Kenya is fast cementing its reputation for remarkable economic growth. With GDP growth averaging well above 5% for the 12 months to September 2015, impressive improvements in government finances, and falls in oil prices significantly reducing its imports bill, the future is bright for Kenya.
The East African Community (EAC) as a whole is emerging as a beacon for trade. It contains fast-developing economies, and last year’s introduction of a single customs territory is already benefiting cross-border commerce. Foreign investment into sub-Saharan Africa grew last year, notably from diaspora communities, and Barclays’ Africa Trade Index identified East Africa as the trade hub to watch.
With favourable economic conditions comes an expanding domestic market; and entrepreneurs are increasingly stepping up to meet this demand. The region’s growing reputation for entrepreneurship goes hand-in-hand with its ambitions for infrastructure development. Any entrepreneur will rely on digital, energy, and transport infrastructures. The World Bank estimates the impact of Africa’s infrastructure gap on productivity as 40pc, leading to a 2pc drop in growth. Fast-growing economies like Kenya’s require infrastructure that keeps pace with business growth.
The UK is a global leader in many of the sectors for which Kenya has greatest demand: infrastructure, advanced engineering, energy, ICT and defence and security. In these and other specialist areas, UK expertise can help accelerate Kenya’s development and economic growth.
Increasingly, financing and risk insurance for large-scale infrastructure projects across the world come from international export credit agencies. For example, loans used to fund projects may be guaranteed by the governments of countries whose exporters are supplying goods and services; alternatively, specialist export insurance might be a way for both exporter and project sponsor to manage any financial risks involved in the contract. This is highly relevant in Kenya, where numerous large scale public projects are undertaken with international export credit agency support.
The UK’s export credit agency, UK Export Finance (UKEF), has built its reputation on the flexible support it provides both to UK exporters, and overseas buyers of UK goods and services. UKEF offers a high degree of flexibility around where the financed goods and services can be sourced from. It can support contracts where as little as 20pc of supplies are sourced directly from the UK, and the finance can be used for Kenyan goods and services, up to an amount equal to 30pc of the value of the imported supplies.
UKEF is supporting finance for the construction of the new Terminal Three at Julius Nyerere International Airport in Dar es Salaam, currently being constructed by UK company BAM Nuttall and due to be completed in June 2016. It recently announced its willingness to offer special terms to finance supplies for Kenya’s development of renewable energy.
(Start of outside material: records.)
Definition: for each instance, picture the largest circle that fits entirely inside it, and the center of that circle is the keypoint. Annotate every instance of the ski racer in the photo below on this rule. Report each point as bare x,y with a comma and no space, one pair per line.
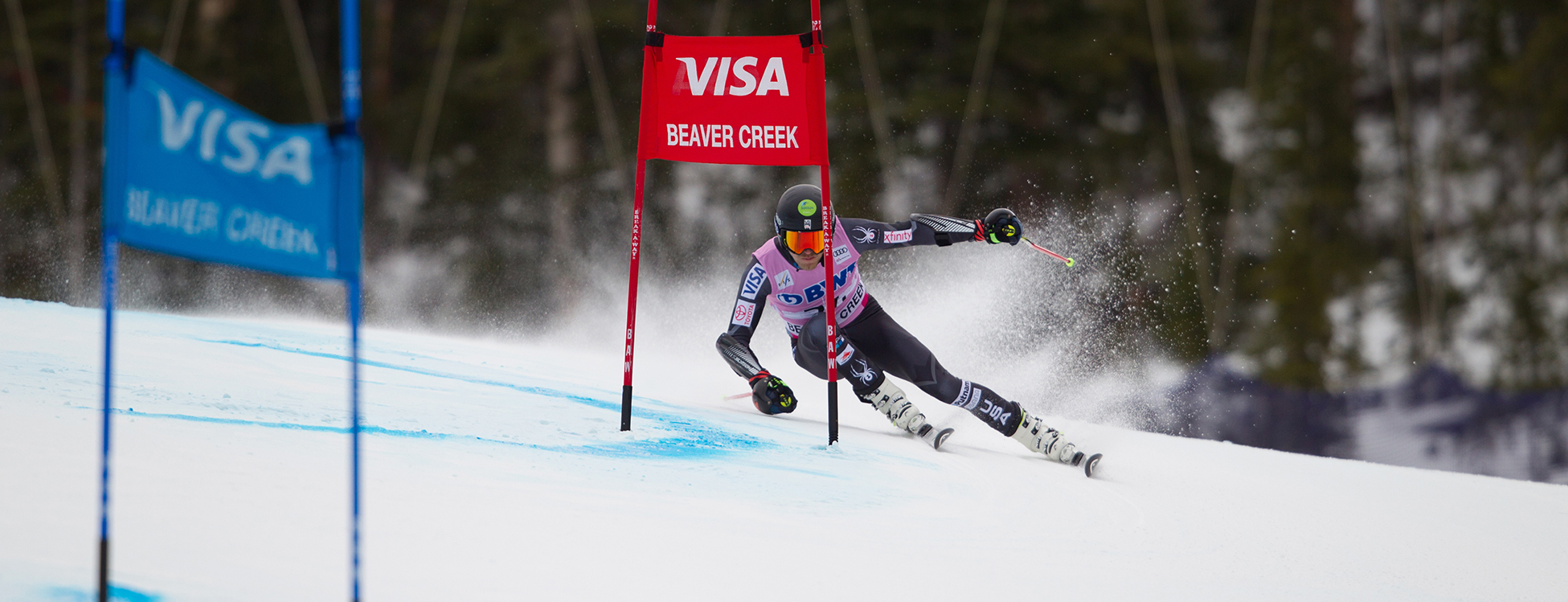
870,346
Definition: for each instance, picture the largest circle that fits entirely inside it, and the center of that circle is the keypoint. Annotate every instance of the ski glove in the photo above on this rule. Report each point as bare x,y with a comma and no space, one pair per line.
1001,226
770,394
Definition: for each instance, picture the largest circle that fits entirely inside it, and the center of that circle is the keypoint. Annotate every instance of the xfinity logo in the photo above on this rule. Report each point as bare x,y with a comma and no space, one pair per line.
742,71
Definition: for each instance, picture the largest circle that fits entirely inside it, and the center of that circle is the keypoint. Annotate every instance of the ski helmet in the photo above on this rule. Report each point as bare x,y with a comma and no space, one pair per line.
799,219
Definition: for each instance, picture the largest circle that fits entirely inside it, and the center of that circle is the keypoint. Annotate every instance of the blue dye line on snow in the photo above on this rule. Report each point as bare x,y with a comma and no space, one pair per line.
115,593
697,438
427,372
687,447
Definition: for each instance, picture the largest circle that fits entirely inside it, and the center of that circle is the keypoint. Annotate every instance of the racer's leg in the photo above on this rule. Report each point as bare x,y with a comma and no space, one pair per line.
902,354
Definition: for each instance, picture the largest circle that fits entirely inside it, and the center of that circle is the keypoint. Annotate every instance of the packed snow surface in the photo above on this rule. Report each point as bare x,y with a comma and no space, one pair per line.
497,471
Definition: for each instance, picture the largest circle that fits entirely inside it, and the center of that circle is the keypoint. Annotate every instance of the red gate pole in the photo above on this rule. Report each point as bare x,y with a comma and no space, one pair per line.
637,224
631,297
829,232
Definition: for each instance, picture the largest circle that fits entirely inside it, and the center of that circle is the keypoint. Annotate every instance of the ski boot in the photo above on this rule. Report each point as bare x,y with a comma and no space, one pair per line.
1053,444
903,414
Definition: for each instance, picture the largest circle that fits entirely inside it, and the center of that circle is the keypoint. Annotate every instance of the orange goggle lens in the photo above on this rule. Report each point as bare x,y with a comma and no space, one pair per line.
801,242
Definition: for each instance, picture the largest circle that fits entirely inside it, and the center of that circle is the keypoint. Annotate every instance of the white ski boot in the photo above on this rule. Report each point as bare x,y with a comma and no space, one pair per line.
890,400
1048,441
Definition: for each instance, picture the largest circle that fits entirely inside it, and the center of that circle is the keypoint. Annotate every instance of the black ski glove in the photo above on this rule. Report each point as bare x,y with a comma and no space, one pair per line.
1001,226
770,394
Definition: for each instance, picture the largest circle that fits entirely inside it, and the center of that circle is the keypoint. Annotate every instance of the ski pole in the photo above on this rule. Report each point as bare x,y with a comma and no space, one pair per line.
1068,260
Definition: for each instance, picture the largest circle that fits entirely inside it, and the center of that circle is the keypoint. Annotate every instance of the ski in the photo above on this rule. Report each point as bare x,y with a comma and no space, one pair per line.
935,436
1090,465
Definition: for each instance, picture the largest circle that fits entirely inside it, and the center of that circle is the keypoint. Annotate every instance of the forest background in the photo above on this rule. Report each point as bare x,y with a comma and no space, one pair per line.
1308,201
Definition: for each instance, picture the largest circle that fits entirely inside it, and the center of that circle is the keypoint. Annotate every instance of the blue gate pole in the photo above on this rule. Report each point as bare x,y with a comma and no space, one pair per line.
353,430
117,36
110,265
349,43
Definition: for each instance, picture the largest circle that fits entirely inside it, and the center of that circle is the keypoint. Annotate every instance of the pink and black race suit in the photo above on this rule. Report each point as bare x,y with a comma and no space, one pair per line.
801,293
870,344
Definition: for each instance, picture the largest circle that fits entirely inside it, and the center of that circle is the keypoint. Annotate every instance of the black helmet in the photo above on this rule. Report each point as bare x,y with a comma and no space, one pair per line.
800,211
And from now on it will be even easier to work with UKEF, as it is now a member of African Trade Insurance (ATI), the Nairobi-based pan-African export credit agency. ATI has supported over US$17billion since 2003, providing insurance to secure African traders against risks ranging from political instability to non-completion of a contract. Its vision is to make Africa a prime trade and investment destination.
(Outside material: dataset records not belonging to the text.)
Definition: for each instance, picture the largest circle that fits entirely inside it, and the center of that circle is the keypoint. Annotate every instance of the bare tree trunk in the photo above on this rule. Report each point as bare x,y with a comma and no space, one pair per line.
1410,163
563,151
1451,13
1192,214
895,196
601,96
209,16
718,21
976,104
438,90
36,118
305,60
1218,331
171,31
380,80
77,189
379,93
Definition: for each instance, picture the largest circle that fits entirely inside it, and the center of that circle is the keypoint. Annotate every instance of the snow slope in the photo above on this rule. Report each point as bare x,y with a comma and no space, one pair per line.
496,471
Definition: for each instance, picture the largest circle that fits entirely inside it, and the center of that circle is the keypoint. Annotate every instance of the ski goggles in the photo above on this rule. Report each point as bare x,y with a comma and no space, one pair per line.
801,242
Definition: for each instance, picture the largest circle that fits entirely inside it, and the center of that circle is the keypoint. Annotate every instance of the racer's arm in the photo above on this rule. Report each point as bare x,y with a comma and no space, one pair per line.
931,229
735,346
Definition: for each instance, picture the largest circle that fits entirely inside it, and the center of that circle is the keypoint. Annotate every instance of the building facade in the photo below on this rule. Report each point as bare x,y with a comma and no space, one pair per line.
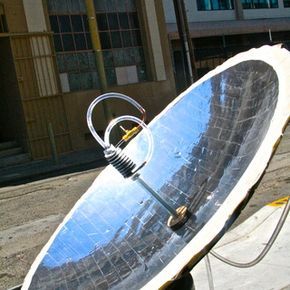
49,72
221,28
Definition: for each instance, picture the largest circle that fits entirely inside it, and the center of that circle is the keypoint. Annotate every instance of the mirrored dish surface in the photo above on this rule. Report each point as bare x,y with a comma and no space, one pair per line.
117,235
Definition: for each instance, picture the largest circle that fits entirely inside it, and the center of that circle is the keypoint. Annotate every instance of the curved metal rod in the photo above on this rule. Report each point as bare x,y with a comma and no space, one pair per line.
102,98
147,131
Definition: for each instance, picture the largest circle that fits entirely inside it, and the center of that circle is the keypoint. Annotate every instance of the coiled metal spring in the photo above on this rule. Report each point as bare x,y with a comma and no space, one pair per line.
120,161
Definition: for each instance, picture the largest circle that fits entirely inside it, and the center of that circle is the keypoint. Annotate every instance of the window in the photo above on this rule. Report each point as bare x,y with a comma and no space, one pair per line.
71,32
206,5
120,37
3,23
121,40
256,4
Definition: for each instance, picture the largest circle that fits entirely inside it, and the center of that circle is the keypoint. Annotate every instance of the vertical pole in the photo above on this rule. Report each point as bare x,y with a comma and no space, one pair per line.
238,10
184,35
96,43
52,143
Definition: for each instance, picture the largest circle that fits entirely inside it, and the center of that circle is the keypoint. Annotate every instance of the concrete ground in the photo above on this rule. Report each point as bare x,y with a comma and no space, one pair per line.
30,213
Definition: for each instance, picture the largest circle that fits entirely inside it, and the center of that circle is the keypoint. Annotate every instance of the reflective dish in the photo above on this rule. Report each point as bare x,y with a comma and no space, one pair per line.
211,145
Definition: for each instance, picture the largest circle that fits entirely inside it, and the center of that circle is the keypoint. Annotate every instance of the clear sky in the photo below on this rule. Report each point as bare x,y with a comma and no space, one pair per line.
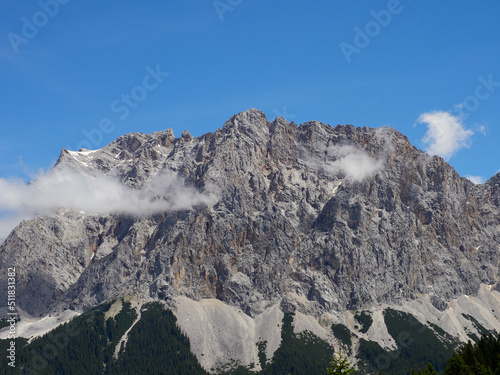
81,73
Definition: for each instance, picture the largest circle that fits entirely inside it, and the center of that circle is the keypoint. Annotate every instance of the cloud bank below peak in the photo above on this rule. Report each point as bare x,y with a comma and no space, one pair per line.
101,194
446,134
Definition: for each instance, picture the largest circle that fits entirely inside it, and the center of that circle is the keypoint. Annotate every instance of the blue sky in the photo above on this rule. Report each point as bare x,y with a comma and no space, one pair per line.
367,63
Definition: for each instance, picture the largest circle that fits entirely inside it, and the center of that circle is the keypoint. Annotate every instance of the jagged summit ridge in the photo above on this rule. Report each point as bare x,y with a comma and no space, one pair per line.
340,217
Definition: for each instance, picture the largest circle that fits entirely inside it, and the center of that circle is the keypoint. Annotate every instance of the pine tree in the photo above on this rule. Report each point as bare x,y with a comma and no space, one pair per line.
340,365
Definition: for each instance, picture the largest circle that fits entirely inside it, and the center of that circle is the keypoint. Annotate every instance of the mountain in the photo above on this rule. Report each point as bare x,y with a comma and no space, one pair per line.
338,225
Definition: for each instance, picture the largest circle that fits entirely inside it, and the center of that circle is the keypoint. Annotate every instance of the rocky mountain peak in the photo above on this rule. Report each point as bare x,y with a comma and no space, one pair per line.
340,217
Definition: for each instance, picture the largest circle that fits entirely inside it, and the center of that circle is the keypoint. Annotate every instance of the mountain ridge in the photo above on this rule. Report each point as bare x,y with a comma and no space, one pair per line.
313,219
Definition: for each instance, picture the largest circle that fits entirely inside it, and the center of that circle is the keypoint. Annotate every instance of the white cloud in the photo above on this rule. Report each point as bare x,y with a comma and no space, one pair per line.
350,161
97,195
475,179
446,134
481,128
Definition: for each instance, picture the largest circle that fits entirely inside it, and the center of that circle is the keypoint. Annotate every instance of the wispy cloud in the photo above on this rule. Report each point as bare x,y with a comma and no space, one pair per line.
98,194
348,160
475,179
446,134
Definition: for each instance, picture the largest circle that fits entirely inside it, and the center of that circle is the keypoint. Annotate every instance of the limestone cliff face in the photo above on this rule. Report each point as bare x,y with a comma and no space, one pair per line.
339,217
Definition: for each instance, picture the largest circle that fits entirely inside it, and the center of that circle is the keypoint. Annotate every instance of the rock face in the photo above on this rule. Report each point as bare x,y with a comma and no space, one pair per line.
339,217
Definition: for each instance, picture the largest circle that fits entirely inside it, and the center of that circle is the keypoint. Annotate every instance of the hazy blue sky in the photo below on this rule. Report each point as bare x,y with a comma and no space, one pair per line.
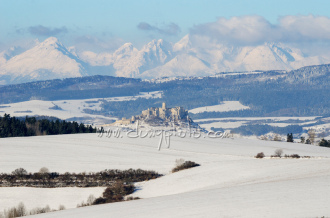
109,23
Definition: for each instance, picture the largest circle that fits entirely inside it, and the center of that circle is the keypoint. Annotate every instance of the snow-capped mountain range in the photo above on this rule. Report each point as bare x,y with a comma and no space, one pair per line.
50,59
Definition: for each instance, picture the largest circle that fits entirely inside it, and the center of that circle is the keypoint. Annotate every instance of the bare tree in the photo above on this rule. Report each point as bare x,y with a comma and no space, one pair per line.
43,170
179,162
277,137
19,172
61,207
311,135
278,152
90,199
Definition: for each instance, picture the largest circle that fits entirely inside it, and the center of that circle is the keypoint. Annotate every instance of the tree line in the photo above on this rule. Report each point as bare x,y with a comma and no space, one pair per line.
30,126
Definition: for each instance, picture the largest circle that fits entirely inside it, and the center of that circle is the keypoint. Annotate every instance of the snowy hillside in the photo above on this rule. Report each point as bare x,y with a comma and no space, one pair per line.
69,109
158,58
229,183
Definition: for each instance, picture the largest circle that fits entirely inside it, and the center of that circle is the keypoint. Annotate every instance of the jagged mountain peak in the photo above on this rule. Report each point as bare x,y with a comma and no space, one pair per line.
49,59
183,44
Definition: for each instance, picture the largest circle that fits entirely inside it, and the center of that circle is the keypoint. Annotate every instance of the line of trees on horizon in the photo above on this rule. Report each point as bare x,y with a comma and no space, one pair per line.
30,126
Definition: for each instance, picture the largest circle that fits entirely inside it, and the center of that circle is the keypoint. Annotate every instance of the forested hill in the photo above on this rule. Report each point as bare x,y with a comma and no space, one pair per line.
302,92
30,126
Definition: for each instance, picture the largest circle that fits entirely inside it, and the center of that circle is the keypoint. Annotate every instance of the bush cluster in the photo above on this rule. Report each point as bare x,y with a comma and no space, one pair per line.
20,177
14,127
20,210
324,143
260,155
184,165
115,193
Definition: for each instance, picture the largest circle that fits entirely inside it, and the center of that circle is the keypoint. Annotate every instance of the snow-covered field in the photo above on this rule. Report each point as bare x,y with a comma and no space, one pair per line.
225,106
234,122
229,183
66,109
41,197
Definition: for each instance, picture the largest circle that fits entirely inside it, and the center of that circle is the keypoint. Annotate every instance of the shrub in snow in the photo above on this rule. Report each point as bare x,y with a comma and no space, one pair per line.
184,165
19,172
278,152
260,155
115,193
324,143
Through ATI’s partnership with UKEF, project sponsors in African countries will have access to the wide range of UKEF support available for overseas buyers. Taken in conjunction with the insurance ATI provides, this represents a combination of real – and flexible – financial assistance and comprehensive insurance for infrastructure projects and other contracts in Africa. And with ATI’s ability to reinsure its partners’ risk, UKEF will be able to support even more business in African countries.
Most importantly, a close partnership between ATI and UKEF it will give African buyers and UK suppliers access to each other. UKEF and ATI will be able to identify and promote real business opportunities where UK and African companies can work together, and to provide the local market knowledge needed to facilitate trade.
UKEF can be a crucial partner in helping East Africa realise its growth ambitions, providing world-class export credit facilities, and access to the high quality products and services supplied by UK companies. And its membership of ATI will make this ever more accessible.